Forex Trading System And Strategies

With a trading system that you can trade with, you'll be following a system and its results rather than trying it out on your own with no experience or knowledge of forex trading.

With any trading system, there are going to be both wins and losses.

A system has a win-loss ratio (the proportion of winning trades to losing trades). And the profit-loss ratio (the size of the average win to the size of the average loss) may be say x to 1. You can quickly work out, that it is the combination of the win-loss and profit-loss ratios, called the profitability ratio, that tells you if the system is profitable. When multiplied, the profitability ratio should add up to greater than one, ideally much greater than one.

A system with a high win-loss ratio is "psychologically" easier to trade, though as mentioned above, it is ultimately the combination of this and the profit loss ratio that really matters. If a system has both of these parameters are high, then that’s a bonus.

Forex Currency Trading Systems: What You Need To Know

Let’s now have a look at these three questions related to forex systems in more detail:

Many people, especially if they’re new to forex trading, aren’t sure of how to assess forex systems and strategies, or even know what one really is. Once you’re familiar with the information here, it will be a lot easier to evaluate a forex system that’s in front of you.

What exactly is a forex system or strategy?

A forex system or strategy is a specific set of rules designed by a person or persons, that tells you how to trade the forex market. And it should be teachable.

Specifically, forex trading systems will have rules for:

1. What currency pairs are traded by the system.

2. When to enter of a trade, that is, a) what times of the day are traded, b) the precise rules for entering based on price action and indicators.

3. How to determine the exit of a trade, such as a) initial stops, b) trailing stops, c) breakeven stops, and d) target profit stops.

4. How to apply risk management rules to the system.

5. How fundamental events, such as announcements, affect whether you trade, or whether you exit a trade, during those times.

6. Other rules, depending on the system.

Now you may ask whether rules in trading systems are mechanical, or are mostly mechanical with some open to discretion? This depends on the system of course, though most systems will not leave a huge amount open to interpretation, if at all.

If you don’t understand a rule used in the system, because it’s not explained well by the course, then you’ll need to get this sorted out by getting the author to explain more.

Let’s say we understand the system rules. In this case, what we mean by rules being mechanical, is that an indicator either passes the rule or it doesn’t, such as an indicator has closed below zero, or above zero on a specific chart. This is a mechanical rule. Now, there may be systems where the rules are clear and teachable, but may not be necessarily result in “purely” mechanical trading. For example, with support and resistance lines, there will be clear guidelines as how to do it, but you may draw a line that’s a few pips above or below someone else’s.

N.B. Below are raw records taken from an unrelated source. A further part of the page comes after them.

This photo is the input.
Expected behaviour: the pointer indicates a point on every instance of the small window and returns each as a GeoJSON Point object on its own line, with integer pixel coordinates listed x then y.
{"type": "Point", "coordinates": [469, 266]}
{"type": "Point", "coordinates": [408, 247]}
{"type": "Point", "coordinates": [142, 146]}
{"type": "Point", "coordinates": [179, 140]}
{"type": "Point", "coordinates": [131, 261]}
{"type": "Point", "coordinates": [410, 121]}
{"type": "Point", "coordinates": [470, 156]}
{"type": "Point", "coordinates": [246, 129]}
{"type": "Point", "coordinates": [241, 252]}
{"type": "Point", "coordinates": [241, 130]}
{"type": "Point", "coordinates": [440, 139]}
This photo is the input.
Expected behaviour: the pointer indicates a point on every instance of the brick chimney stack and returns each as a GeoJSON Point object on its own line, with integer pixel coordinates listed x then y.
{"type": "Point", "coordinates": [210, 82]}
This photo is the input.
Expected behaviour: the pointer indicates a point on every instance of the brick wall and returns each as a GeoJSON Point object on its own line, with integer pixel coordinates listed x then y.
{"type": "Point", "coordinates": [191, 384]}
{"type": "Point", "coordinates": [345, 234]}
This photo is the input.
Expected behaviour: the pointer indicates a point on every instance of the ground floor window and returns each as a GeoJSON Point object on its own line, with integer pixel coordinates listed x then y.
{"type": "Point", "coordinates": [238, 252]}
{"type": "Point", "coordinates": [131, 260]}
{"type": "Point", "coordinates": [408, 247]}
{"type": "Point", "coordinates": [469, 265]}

Having said this, there are systems where such lines is in fact mechanical, because there’s a precise way of drawing it in the system. System trading is getting more mechanical over time, and thus we can all get good results with the same system. This is one of the best features about the newer trading systems.

What you should do after you’ve learnt a system, is to trade the system on a demo account to ensure that:

1. You know how to trade the system correctly, and

2. Asess your results

What to assess

1. What are the historical results, either as pips per month, or as a dollar amount based on a float. For dollar amounts quoted, you can express it as a percentage of the cash float.

2. What is the maximum historical drawdown of the system, as pips or as a percentage of the cash float used. For example, if the maximum historical drawdown was $2000 based on a $10 000 float, then the drawdown is 20%. The maximum historical drawdown is the largest decrease in equity that has occurred in the past during backtesting or trading.

3. What is the win–loss ratio. That is, the percentage of trades that are winners, compared to those that are losers.

4. What is the profit-loss ratio. That is, the size of the average winning trade divided by the size of the average losing trade.

5. How consistent is the system?

Time to trade?

Here’s an area where most traders new to forex are not aware of, or forget to take into consideration.

1. What is the amount of time needed to analyse the market per day?

2. What are the times of the day that you can apply the systems, and does this suit your time zone?

3. Does the system hold positions overnight or are all exited intraday? Some people prefer systems that exit intraday so they can see what is going on with the chart frequently and with no breaks, whereas for others they don’t mind as long as their stop loss is in place.